Entertainment

Epic built a stunningly realistic Matrix demo to show the promise of the metaverse

The interactive demo is the first of its kind for Epic’s new game engine, which promises to revolutionize virtual world-building.

Screenshot from Matrix game

The demo doubles as an advertisement for the movie “The Matrix Resurrections" and Epic’s upcoming Unreal Engine 5.

Image: Epic Games

Epic Games wants to convince the gaming and entertainment industries that we’re on the precipice of a paradigm shift in the world of 3D graphics, and its tool for doing so is “The Matrix.”

The new game demo is called The Matrix Awakens and was made in collaboration with “Matrix” co-creator Lana Wachowski for the upcoming fourth film in the series. It launched on Thursday for the PlayStation 5 and Xbox Series X/S during the annual Game Awards. It features among the most photorealistic graphics and sophisticated in-engine effects and physics simulations the game industry has ever seen. It comes equipped with an interactive portion for people to experience firsthand as if they were playing a small slice of a cutting-edge, next-generation video game.

The demo doubles as both an advertisement for the movie “The Matrix Resurrections,” releasing Dec. 22, and Epic’s upcoming Unreal Engine 5. The company’s game engine is both a set of powerful tools and a creation platform for developing virtual worlds and assets used primarily for video game development, but also increasingly by Hollywood movie studios, automobile manufacturers and architecture firms. The new engine is releasing next year, and before this, the most high-profile display of its capabilities was a non-interactive demo, The Valley of the Ancients, demoed on the PS5 in May of last year .

For Epic, UE5 and its collaboration with Hollywood, as well as the transmedia success of its hit game Fortnite, are part of a multiyear effort to expand its business well beyond games. Epic wants its tools to be used by all sorts of industries that rely on 3D graphics and real-time rendering to market products, create new media and build the foundational layers of what will become the sought-after metaverse. This virtual universe, proponents like Epic say, will blend social media, work, play and the internet as we know it into an all-encompassing 3D world that will blur the lines of reality.

Epic thinks UE5 is a major step in helping us get there by creating simulations of unprecedented fidelity and lifelike realism. And the company is choosing “The Matrix” as a strategic effort to hammer home the point that this won’t be restricted to just the world of video games.

Epic Chief Technical Officer Kim Libreri, who is friends with the Wachowskis and worked as a visual-effects supervisor on the original “Matrix” trilogy, said that tools like UE5 are going to help create the bridge between the real world and the eventual metaverse. “We’re on the cusp of really not being able to tell the difference between reality and the virtual world,” Libreri told Protocol in an interview this week. “As we head into the metaverse, think of the possibility of games, experiences, stories that are generated in real time.”

The Matrix Awakens demo does a good job of underlining that point. It features de-aged versions of actors Keanu Reeves and Carrie-Anne Moss, created using Epic’s sophisticated facial-animation platform it calls MetaHuman Creator and by pulling photography from the original film trilogy two decades ago. At certain points in the demo, which is all rendered inside the engine in real time with no post-processing or pre-rendered cutscenes, it can be near-impossible to discern the difference between a virtual shot and one spliced from the original films.

This applies not just to people, but entire swaths of virtual assets, too. Epic created a replica of a major American city (think a small slice of Manhattan) that you can fully explore with a new character, IO, crafted from scratch using MetaHuman Creator especially for the demo. Epic plans to release the assets as part of the UE5 launch next year so other developers can make use of them to create mini-games or inform their own projects.

Inside the city, which was procedurally generated and filled with 35,000 pedestrians and close to 10 million total assets, you can drive most of the 45,000 parked cars, change the weather and lighting with the push of a button and even toggle on filters showing you the various layers the Unreal Engine uses to compose environments out of code. Libreri said the toggle is designed as a clever reference to how Reeves’ Neo gains the ability to perceive the underlying programming of the simulated world they fight in.

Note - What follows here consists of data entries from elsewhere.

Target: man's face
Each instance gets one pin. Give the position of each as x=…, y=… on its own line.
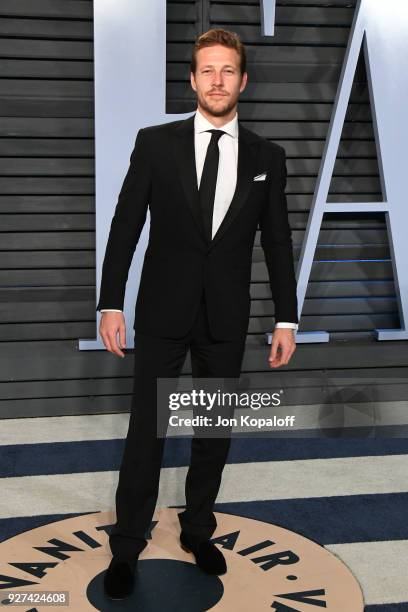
x=218, y=80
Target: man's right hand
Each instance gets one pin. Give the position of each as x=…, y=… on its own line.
x=112, y=324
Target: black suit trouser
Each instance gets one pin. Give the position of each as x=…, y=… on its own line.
x=138, y=484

To create some of the interactive portions of the demo featuring car chases and explosions, Epic even had members of the team take control of virtual automobiles, like video game stuntmen, and drive them while a separate crew used virtual cameras to capture the desired cinematography.

Libreri says pulling in such assets from the real world and manipulating them will become easier as time goes on and advancements in photography and filmography, 3D-mapping and augmented reality make it trivial to take something concrete from our world, be it an object on your desk or even your own physical appearance, and transfer it to a digital one.

“As we head toward the metaverse, people will start to think of assets as usable objects just as they are in the real world,” Libreri said. “We’re going to see a big transformation of how people think of digital content going forward.”